This paper aims to review a journal article entitled “Data Mining with Big Data” by Xindong Wu, Fellow, IEEE, Xingquan Zhu, Senior Member, IEEE, Gong-Qing Wu, and Wei Ding, Senior Member, IEEE, which was published on January 2014. Furthermore, the paper will be divided into various subsections to provide an organization of the points being reviewed.
Objectives and Domain
The objective of the article was to discuss the limitations of using the HACE theorem as a tool to model Big Data or large data sets. The importance of the proper use of Big Data through careful analysis in many fields including the physical and biological sciences was also given emphasis in the article. Since users have different perspectives when looking at a data, HACE Theorem will make these data to be generalized enough so all people will look at the data with same meaning and interpretation.

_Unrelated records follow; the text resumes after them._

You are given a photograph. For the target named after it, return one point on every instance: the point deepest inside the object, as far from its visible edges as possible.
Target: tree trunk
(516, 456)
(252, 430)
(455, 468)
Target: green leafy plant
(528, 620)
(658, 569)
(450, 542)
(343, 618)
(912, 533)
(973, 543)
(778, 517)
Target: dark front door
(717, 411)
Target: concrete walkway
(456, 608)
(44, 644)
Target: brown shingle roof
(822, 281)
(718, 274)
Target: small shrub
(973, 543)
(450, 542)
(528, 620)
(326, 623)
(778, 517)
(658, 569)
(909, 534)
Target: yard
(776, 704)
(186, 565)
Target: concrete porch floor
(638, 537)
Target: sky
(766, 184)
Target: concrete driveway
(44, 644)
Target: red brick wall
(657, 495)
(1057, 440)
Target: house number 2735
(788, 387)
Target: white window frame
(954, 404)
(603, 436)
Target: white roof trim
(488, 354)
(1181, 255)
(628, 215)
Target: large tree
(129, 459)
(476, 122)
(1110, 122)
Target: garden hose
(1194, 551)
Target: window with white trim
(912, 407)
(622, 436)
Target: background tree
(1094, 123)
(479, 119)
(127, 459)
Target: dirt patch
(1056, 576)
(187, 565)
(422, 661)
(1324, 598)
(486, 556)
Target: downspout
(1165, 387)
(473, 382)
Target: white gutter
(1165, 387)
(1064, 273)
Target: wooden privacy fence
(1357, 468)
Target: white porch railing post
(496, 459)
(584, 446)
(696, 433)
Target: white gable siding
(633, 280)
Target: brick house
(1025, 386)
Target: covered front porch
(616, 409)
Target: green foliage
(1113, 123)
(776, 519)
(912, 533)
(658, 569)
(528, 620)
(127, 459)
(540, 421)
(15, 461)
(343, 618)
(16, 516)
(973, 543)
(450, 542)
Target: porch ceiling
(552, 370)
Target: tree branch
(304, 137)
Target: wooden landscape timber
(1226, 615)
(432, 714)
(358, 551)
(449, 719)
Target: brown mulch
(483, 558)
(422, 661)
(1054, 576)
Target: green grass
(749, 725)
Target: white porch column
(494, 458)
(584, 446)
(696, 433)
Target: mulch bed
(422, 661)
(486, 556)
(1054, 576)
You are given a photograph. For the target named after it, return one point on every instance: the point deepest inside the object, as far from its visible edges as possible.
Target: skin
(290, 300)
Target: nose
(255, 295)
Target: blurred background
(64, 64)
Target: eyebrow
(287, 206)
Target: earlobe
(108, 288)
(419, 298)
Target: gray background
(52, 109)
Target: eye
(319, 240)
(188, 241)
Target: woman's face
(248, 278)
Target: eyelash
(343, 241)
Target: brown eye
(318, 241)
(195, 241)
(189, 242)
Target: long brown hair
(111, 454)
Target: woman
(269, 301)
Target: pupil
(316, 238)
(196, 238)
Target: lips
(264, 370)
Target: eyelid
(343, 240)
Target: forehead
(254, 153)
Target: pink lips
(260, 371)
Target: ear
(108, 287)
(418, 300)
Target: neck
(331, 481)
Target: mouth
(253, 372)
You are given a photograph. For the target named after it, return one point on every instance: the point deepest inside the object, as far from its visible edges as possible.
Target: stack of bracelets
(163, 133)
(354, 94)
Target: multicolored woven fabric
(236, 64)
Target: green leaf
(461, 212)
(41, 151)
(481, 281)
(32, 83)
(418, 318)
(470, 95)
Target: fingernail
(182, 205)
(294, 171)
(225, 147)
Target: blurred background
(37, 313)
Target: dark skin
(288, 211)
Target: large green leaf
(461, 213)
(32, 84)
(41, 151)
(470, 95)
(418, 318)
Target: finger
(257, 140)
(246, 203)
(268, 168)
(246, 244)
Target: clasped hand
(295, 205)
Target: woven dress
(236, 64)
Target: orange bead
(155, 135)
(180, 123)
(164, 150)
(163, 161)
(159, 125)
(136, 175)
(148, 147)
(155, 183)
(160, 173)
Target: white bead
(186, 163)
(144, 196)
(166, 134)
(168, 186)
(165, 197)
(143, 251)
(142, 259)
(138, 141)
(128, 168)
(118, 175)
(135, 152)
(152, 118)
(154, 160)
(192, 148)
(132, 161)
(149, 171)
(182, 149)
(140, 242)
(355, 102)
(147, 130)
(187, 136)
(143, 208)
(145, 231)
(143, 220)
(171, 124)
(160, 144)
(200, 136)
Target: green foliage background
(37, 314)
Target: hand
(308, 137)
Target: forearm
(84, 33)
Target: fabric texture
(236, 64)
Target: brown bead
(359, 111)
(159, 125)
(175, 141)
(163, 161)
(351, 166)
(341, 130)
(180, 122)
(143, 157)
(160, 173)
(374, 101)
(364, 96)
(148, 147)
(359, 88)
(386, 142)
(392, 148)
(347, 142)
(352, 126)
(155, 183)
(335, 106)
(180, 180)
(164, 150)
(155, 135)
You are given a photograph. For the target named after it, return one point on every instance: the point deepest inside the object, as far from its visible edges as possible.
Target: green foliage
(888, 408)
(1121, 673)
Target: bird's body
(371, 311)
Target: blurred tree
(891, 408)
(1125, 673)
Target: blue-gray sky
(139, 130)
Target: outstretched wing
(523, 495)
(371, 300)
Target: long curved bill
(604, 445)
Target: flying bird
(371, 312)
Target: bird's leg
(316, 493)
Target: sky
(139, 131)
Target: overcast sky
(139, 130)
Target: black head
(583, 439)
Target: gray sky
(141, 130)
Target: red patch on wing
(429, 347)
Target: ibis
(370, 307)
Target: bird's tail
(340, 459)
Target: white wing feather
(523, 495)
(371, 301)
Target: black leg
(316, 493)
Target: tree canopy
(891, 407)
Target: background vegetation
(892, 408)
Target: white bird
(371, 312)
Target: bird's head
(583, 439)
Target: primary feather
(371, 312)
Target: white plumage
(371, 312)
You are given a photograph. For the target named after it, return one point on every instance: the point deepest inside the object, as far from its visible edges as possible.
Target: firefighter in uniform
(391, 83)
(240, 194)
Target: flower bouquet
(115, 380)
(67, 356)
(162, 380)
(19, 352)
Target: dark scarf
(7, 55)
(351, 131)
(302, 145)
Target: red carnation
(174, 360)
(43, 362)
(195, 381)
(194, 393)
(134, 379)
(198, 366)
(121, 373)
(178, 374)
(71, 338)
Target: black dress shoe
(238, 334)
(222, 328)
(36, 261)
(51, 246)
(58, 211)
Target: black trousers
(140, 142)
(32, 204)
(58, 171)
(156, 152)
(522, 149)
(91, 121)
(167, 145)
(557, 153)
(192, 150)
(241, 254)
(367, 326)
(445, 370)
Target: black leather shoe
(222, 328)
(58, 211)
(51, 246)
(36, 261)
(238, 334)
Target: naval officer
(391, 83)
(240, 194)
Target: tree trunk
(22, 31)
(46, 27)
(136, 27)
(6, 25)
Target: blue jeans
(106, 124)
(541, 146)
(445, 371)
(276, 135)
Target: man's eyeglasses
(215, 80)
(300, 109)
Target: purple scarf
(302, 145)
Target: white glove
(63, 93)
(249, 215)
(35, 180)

The domain of the article or topic area is data engineering. It includes an in depth discussion of the four components of the HACE Theorem: Heterogeneity and diversity, autonomy and decentralization, and complexity and evolution. Heterogeneity and diversity focuses on how data are being interpreted in different ways. This can be seen in different applications such as in medicine, where the use of CT scan and X-rays used data images to detect a certain disease. Second is autonomy and decentralization. Just by these words, Data are being organized independently without the need to rely on other domains to function. Finally, the complexity and continuous evolution of data would mean that memory is becoming large as well, and there is no room for storage for such development. Beside this, data are becoming difficult to analyze and decode, due to the potentials of evolution. These issues impose challenges to the experts as to how data will be centralized for general purposes
The intended audience of the article may be those who have a keen interest in the utilization of the information that are readily available but are too large to be able to extract relevant information. Among those are company executives that wish to improve their profitability by understanding human behavior, researchers in the biological and physical sciences that generate a tremendous amount of data that may be more useful if consolidated efficiently, IT Professionals, Statisticians, and the like. The article requires that the reader is able to grasp concepts in data engineering and processing such as costs, privacy issues, and understand the basic relevance of data algorithms. This is because the article is written in a comprehensive approach that does not define each concept in detail, but rather assumes that the reader has already read articles that may serve as a foundation to understand the whole article.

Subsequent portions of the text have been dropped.